Journal Entry 07.15.2015
Our hot weather in Eastern Washington has moderated somewhat, meaning we no longer have triple digit temperatures, but it is still hot in the afternoon. The mornings and evenings are wonderfully pleasant, with slight breezes stirring the cooler airs.
I’ve been nibbling away at Lisa Transcendence’s book, “Navigating Dimensions”. As she has noted, it’s not one that you can read for long periods of time. I read it during lunch, in between nibbling on my fruit meal. It hasn’t put me to sleep yet…
I’ve begun to become aware of a repeating pattern in my daily life, one that has shown up in the past four years. The latest episode was that of another person promising to “take care of me”. While that might sound helpful, it’s truly not, in that to have someone say that to you and then for you to acquiesce is to, yet again, become disempowered.
Our society has little support in place for artists and writers save by financial means, which often leads to compromises in a person’s life, until they make it “big”… which actually rarely happens.
Of course, this is looking at things from a very human perspective, one that I also realize I haven’t quite moved away from in total. I’ve been bouncing between the third, fourth and fifth dimension for a couple of years now. As I still work, I still need to function in 3D, but it is becoming increasingly more boring to do so. Yet I’m still there, more from a need to distance myself from my latest erstwhile “savior”.
We can only “save” ourselves and indeed, we don’t need saving. Going within for guidance is the clarion call for those of us who are intent on obtaining ascension in this lifetime.

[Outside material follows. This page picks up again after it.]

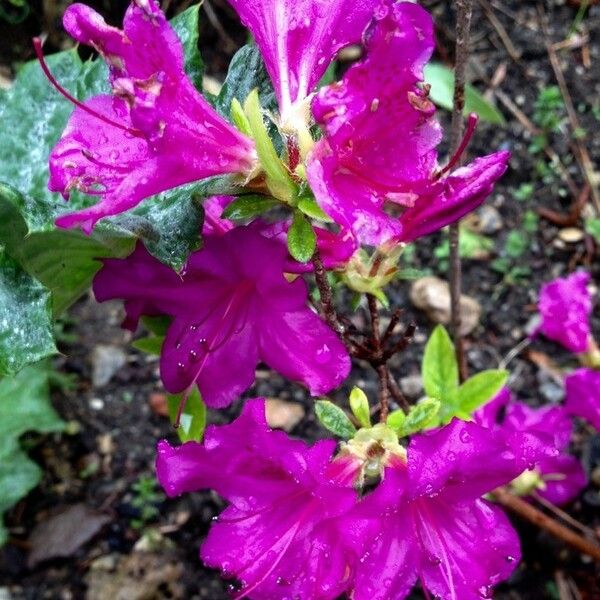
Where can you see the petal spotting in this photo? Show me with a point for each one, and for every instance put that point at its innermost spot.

Looking for an outside savior isn’t going to hack it.
When I’m quiet and staring out the window into the blue cloud-filled sky, I see sparkles and glitter and the glass seems to go molten, as the scene nearly dissolves. I’ve been capable of doing just this for years.
The other day, when talking to a friend, I realized that I was born a crystal. And that was during the Korean Affair (war, or whatever label you want to give it). Obviously, I was one of the Pioneer star seeds and have served as an anchor for the light long before I was consciously aware of doing so. Yet, as an older star seed, I’ve had to adjust my view of the world “out there” several times as I’ve gone through massive changes in my awareness.
However, as Lisa and her guides write, being aware is not the same as being centered in the heart. Often times I still come from judgment and act very human. I know that I am capable of ascending, but have tripped myself up a few times, primarily via the reoccurring karmic loop that I’ve taken on to clear in this particular lifetime.
I admit, quite freely, that I’m not perfect. I’m not walking the dimensions or visiting other worlds just yet. Perhaps I’ll save that up for retirement when I can gleefully spend hours sleeping or spending time in nature.
I’ve been offered to visit and/or move to a beautiful place, but found the offer to not be based on dreams coming from my own heart. I might consider going back to Costa Rica, but want to visit other places, too, before settling down. Since I’m not apparently fully in my heart at every moment, I haven’t reached a focus on acting as a world server other than my small efforts in writing this blog. The writing will continue and I fully intend to settle back into my art work once I shake off the odd effects of this past spring’s adventures.
So, alone again, but oddly pleased about it, I’m bent on releasing the karmic ties that bind and focusing on listening within MY heart in order to determine that which I will or will not do, in the moment and in the “future”.
Lisa writes that we create our future by how we feel in this moment. We can, therefore, change our “future” by letting go that which does not serve, is not authentically our own, and those things, places, events, thoughts, etc., that hold us back from remembering the fullness of our inner beauty and crystalline clarity as multidimensional beings.
I honor those who have served as my teachers and instructors on what remains within to be released now. Some of us are already flying; I’m still bumping along on the ground and leaping occasionally into the air, not quite ready to take off but getting there, nonetheless, as I am quite persistent.
On these warm days when I go out to water the crispy lawn, there is a large dragon fly that glides around the yard. This same dragon or its descendants has been gracing my awareness for four years now, even as bees and butterflies hum around my humble garden.
I am still here, anchoring the light, perhaps not for a way shower for those who have tripped by me on light feet, but still fulfilling the purpose for which I have come here. I can do no more or less.
Attitude adjustment is in order, but sometimes it takes a few days as the raw feelings dissipate and release. And so it is.